Every time I switch on my computer I feel a twinge in my phantom limb. For years I've kept a photo of Monument Valley as my screensaver, and every morning, when I sit down to work, for a moment I think that straight road through the desert between Arizona and Utah is still there where the photo on the screen shows it to me. For more than a year now it has been the fruit of my own private hallucination.
It haunts me at every hour of the day or night and shows itself in the most insidious and painful ways. A friend invites me to his graduation ceremony at Stanford and my first reflex is “I'll go!”, then that same twinge reminds me that there is no more Stanford, no more California, and perhaps no more friend either. It takes me a few minutes to recover from the hallucination; I breathe, I stretch my legs, I close my eyes and I focus on my new world.
But it isn't easy: my brain keeps the neurological (and geographical) map of the missing limb active, the nerves send signals even though they no longer have anything to stimulate them, and cerebral plasticity completes the deception, making me believe in what does not exist.
A few days ago I was looking for a flight to Mexico — I was actually tempted by Canada too, a kind of double American surrogate — but the prices were really far too high. Then all of a sudden Skyscanner flags a cheap flight for me. I was one step from booking when I noticed it had a layover in Dallas. I fell for it again: first an itch, then a burning, finally a sharp pain right there, where America used to be.
If only I could stop over in Dallas and save a few hundred euros on the way to Mexico: that city Skyscanner shows me so invitingly isn't there, it's only the deceptive memory of an extinct habit. I try taking an aspirin but I know it won't be enough.
America was amputated from me on 20 January 2025, but I still feel it in its place. To tell the truth, something had already started to go wrong back in 2017. Strange pains during the night, pins and needles. I began to worry when I had trouble moving it: it slipped out of my control, it hid, it reared up, it made strange noises. I kept telling myself: “surely it's not a stroke?”. Then I felt a bit better for a few years, I thought it was all sorted out, but no. Since last January it all started again at excruciating levels. I saw various specialists, had every kind of test, but in the end the prognosis was grim: it has to be amputated, no way around it.
I couldn't believe it, I told everyone: there has to be another solution, how am I supposed to live without America, it's a part of me, I can't give it up. But in the end I had to give in: a clean, precise cut and let's hear no more about it. Yet this is exactly where I was fooling myself. I thought amputation would solve everything. Sure, at first I braced for the trauma, I was ready for a long rehabilitation, but the experts told me I'd get used to it in the end. “These days there are excellent prosthetics” they'd tell me, and there I was, believing them.
Instead, from the very first time I woke up, America was still there, or at least that was my hallucination.
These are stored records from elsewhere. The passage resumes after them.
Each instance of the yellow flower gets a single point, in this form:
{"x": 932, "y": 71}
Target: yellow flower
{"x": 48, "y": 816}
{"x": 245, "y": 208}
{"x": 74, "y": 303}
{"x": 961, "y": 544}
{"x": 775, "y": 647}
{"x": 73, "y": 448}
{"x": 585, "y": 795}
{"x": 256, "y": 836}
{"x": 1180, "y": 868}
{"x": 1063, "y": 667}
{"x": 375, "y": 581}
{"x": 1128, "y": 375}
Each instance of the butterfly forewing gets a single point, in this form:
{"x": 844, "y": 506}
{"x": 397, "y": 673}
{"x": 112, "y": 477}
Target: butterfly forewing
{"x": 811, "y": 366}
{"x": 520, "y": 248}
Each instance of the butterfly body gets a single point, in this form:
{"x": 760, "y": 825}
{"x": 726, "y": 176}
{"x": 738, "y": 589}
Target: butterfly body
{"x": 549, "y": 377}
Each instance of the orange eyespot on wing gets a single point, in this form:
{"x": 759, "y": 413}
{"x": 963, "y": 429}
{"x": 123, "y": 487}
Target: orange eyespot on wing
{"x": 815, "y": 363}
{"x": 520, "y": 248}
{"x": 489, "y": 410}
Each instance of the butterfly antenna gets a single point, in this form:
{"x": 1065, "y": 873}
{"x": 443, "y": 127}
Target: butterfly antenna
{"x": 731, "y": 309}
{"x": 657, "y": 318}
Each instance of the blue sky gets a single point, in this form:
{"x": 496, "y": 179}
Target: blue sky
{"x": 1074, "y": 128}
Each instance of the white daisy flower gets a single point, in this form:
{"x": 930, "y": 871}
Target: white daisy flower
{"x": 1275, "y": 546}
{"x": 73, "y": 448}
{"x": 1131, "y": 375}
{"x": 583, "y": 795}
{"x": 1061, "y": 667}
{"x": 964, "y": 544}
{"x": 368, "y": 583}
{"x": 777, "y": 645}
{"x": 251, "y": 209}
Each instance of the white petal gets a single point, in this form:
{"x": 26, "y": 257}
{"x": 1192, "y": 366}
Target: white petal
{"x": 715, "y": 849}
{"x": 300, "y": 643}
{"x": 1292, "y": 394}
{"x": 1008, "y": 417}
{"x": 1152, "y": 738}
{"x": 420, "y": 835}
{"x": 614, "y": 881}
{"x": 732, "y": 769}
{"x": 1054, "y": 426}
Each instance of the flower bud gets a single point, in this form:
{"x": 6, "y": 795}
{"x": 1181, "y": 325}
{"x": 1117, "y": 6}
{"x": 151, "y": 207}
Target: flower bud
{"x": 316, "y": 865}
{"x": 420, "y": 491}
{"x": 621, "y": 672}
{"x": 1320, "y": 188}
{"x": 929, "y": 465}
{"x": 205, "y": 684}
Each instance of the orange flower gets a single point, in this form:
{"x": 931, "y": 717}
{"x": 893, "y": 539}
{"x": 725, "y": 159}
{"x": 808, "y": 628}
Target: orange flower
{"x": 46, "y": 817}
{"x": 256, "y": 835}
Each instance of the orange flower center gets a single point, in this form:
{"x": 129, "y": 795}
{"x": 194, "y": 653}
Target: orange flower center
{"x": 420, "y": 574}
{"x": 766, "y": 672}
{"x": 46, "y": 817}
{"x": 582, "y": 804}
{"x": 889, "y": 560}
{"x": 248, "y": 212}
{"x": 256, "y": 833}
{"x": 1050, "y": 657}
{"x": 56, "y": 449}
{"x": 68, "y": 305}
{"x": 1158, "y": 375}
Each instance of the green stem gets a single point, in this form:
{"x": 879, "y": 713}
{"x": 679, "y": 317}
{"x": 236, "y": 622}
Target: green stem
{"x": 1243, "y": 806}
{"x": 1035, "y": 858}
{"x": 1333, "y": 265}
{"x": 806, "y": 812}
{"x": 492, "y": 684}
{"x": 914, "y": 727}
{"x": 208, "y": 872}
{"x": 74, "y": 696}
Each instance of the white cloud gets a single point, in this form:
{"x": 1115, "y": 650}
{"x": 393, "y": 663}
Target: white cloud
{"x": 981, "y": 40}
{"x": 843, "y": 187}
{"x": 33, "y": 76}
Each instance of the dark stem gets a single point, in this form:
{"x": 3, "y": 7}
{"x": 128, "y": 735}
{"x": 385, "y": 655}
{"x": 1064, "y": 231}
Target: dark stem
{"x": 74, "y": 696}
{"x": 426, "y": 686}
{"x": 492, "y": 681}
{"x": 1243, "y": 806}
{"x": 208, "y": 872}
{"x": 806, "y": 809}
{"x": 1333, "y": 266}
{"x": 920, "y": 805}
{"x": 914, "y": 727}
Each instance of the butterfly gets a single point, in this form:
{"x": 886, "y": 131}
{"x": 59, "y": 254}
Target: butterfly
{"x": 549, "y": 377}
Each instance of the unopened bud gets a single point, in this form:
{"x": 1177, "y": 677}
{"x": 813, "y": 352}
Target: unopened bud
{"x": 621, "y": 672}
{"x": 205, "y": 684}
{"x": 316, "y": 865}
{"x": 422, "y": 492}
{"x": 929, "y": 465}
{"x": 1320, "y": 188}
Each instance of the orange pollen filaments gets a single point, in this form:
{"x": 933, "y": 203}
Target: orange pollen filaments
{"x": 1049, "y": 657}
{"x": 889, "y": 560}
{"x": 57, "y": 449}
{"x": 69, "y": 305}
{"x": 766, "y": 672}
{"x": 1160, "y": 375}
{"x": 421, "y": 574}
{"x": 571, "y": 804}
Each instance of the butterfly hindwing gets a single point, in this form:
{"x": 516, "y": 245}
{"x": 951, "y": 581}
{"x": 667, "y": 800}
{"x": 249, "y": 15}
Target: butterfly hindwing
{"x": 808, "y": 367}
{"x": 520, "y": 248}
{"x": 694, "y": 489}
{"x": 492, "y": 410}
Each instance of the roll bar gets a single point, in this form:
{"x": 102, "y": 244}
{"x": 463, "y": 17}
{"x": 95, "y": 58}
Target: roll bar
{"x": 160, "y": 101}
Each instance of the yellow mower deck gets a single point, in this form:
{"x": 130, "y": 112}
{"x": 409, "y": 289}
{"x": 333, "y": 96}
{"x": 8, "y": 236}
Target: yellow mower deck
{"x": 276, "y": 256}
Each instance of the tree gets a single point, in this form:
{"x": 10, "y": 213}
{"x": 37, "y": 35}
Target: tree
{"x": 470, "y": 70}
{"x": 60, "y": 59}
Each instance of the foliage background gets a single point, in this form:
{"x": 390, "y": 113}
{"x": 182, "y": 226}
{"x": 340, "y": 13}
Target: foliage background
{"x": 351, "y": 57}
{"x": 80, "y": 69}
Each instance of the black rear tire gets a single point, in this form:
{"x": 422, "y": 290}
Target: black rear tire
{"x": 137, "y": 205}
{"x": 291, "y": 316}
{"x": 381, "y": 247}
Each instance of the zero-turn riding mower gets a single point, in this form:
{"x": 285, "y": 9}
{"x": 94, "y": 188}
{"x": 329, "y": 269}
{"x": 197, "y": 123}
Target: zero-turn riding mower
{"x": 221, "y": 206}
The sensation that it had stayed attached to me, with its whole retinue of pains, jolts, itches, was more than real. The nerve signals were still firing; a book, a film, a piece of news, a photo was all it took, and there was America at my side again. It speaks to me from books, from films, from the news; sometimes it's a warm feeling, comforting, almost like love, other times it's an irritation, an embarrassment, a despair.
It consoles me not to be alone. The syndrome is extremely widespread; it strikes heads of state and government too, entire countries in the grip of the same hallucination. All of them convinced that America is still in its place, there for us as always. As for the prosthetics, they're still being developed, they'll certainly be very expensive, even though plenty of people believe that by some strange miracle things might go back to the way they were. I don't believe it; I'm already on the waiting list for a transplant.